At this point, strange things started happening.
On November 5, 1974, she underwent a routine check and discovered she had been exposed to over 400 times the legal limit for plutonium. She had been working in a glovebox in the metallography laboratory, grinding and polishing plutonium pellets that would be used in fuel rods. At the plant’s Health Physics Office, she was given a “nasal swipe”, a test measuring a person’s exposure to airborne plutonium. This returned a modestly positive result and she was sent home with a sample kit to conduct more self-tests. The following morning, despite having handled no dangerous materials in the meantime (she had not worked at the glovebox that morning), she tested positive once again. On November 7, plutonium contamination was found in her lungs. A health physics team accompanied her back to her home and found plutonium traces on several surfaces, especially in the bathroom and the refrigerator. The house was later stripped and decontaminated. Silkwood, her partner and housemate were sent to Los Alamos National Laboratory in New Mexico for in-depth testing to determine the extent of the contamination in their bodies.
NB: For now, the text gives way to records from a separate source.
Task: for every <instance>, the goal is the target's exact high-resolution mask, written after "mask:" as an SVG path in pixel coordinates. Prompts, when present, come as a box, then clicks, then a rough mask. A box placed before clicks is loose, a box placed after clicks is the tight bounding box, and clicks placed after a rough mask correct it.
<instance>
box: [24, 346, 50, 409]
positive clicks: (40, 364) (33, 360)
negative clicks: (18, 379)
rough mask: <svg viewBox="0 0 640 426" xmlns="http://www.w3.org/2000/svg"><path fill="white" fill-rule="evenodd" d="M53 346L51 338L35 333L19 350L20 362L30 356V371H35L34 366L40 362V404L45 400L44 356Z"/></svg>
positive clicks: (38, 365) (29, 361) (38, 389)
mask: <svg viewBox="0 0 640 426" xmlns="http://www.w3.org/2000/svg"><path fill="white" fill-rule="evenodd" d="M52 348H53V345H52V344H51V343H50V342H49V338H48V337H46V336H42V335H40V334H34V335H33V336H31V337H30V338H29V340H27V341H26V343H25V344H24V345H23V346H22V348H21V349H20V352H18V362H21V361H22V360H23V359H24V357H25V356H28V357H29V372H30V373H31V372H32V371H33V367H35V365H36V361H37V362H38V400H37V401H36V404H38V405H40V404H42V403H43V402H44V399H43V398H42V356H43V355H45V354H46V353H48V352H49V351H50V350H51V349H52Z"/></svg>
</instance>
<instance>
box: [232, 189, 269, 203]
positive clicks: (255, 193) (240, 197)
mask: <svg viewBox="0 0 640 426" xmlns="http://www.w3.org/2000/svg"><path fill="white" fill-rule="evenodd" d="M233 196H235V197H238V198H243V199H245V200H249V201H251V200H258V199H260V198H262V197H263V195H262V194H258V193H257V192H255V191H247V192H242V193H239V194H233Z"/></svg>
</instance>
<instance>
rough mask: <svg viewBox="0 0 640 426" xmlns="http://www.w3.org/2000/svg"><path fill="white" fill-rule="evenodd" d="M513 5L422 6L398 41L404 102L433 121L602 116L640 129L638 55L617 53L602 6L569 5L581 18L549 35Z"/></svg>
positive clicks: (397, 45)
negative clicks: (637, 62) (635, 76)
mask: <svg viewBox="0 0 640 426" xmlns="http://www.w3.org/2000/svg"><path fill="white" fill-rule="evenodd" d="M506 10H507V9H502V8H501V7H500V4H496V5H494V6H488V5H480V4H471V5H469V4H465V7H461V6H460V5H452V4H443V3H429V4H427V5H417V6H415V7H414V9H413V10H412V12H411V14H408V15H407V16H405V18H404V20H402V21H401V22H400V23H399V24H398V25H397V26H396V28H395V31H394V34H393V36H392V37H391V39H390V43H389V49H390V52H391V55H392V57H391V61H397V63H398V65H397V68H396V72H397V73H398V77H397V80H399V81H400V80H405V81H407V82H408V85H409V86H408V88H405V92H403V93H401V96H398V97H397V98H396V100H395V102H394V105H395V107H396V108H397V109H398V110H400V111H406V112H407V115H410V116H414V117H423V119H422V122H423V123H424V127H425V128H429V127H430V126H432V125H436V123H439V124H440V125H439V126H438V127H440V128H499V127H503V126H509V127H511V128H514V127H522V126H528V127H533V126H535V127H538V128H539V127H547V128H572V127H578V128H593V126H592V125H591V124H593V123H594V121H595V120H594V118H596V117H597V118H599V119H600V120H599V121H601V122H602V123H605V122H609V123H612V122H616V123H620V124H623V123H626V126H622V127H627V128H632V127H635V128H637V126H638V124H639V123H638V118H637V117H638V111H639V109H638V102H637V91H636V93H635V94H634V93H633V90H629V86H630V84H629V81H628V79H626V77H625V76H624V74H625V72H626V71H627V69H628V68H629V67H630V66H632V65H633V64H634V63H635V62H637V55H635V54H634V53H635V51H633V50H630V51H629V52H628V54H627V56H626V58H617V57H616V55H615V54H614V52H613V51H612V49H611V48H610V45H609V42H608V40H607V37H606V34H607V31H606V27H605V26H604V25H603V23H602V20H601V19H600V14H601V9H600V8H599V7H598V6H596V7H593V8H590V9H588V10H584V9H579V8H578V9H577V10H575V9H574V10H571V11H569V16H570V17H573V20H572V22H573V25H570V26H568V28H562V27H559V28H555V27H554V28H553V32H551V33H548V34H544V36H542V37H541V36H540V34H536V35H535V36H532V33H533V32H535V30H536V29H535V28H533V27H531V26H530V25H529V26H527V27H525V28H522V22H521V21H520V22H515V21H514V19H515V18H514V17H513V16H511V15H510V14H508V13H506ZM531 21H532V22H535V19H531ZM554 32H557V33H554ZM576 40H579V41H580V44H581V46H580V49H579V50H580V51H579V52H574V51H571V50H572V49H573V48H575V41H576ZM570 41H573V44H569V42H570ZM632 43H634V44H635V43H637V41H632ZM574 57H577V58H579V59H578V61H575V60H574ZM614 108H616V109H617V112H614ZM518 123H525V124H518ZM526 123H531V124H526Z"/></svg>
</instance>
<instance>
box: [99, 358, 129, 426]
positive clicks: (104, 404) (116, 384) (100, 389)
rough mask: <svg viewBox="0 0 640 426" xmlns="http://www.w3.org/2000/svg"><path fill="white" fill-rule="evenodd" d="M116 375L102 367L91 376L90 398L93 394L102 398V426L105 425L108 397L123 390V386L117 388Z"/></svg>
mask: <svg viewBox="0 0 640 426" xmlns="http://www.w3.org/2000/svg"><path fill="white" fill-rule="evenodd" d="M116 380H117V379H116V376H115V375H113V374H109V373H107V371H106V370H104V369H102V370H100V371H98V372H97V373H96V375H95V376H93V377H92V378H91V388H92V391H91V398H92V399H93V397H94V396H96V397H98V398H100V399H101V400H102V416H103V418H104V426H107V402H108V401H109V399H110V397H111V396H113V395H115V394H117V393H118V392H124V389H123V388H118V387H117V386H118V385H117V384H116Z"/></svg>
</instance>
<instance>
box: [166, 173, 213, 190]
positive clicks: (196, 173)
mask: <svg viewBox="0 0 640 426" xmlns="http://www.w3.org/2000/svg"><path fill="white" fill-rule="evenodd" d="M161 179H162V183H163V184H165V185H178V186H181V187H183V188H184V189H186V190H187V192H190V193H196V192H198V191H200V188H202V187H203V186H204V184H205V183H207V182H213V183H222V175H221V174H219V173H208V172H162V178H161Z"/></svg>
Though plutonium had been detected on the exterior surfaces of the gloves she had been using, the gloves did not have any holes. Silkwood believed this proved the contamination did not come from inside the glove box, but from some other source. In other words, she was convinced that someone was trying to poison her in retaliation for her whistleblowing activities. (For its part, Kerr-McGee later maintained in court that she had willfully contaminated herself in an effort to make the company look culpable).
A week later, Silkwood resolved to go public with her story. Having gathered evidence documenting the plant’s alleged misdeeds and failures, she set off for Oklahoma City to meet a national union representative and a New York Times reporter. She never arrived. Her car had veered off the road and struck a culvert, killing her.
Methaqualone (brand name Quaalude), a sedative-hypnotic drug, was discovered in her car and in her bloodstream, and the Oklahoma State Troopers concluded that she had fallen asleep at the wheel. Skid marks in the road suggested otherwise. Furthermore, dents and paint scrapes on her rear bumper led her family and supporters to believe that she had been deliberately forced off the road by a trailing vehicle. The documents she had planned to share with the reporter were never found.
Silkwood’s father and children filed a case against Kerr-McGee for wilful negligence. According to Richard Raschke’s book, The Killing of Karen Silkwood, the family’s lawyers were harassed, intimidated and even physically assaulted. A key witness committed suicide before her scheduled testimony. Nevertheless, the jury found in favour of the family, awarding them $10.5 million for personal injury and punitive damages. On appeal, the amount was reduced to a mere $5,000 (to cover the damage to Silkwood’s personal belongings during the decontamination of her apartment). The publicity surrounding the case had led to a federal investigation of the plant and many of Silkwood’s allegations were proven to be correct. Kerr-McGee closed the Cimarron plant in 1975. In 1986, twelve years after her death, the case was heading for a retrial when the company settled out of court for $1.38 million (without admitting liability).
Over 40 years later, Karen Silkwood’s story remains a fascinating and perplexing mystery. Had she been contaminated with plutonium owing to lax safety standards at the Kerr-McGee plant? Had she deliberately contaminated herself? Or is there a more sinister explanation? Had she been deliberately poisoned in an attempt to shut her up? Did she fall asleep at the wheel or was she forced off the road and her documents seized? Perhaps we will never know.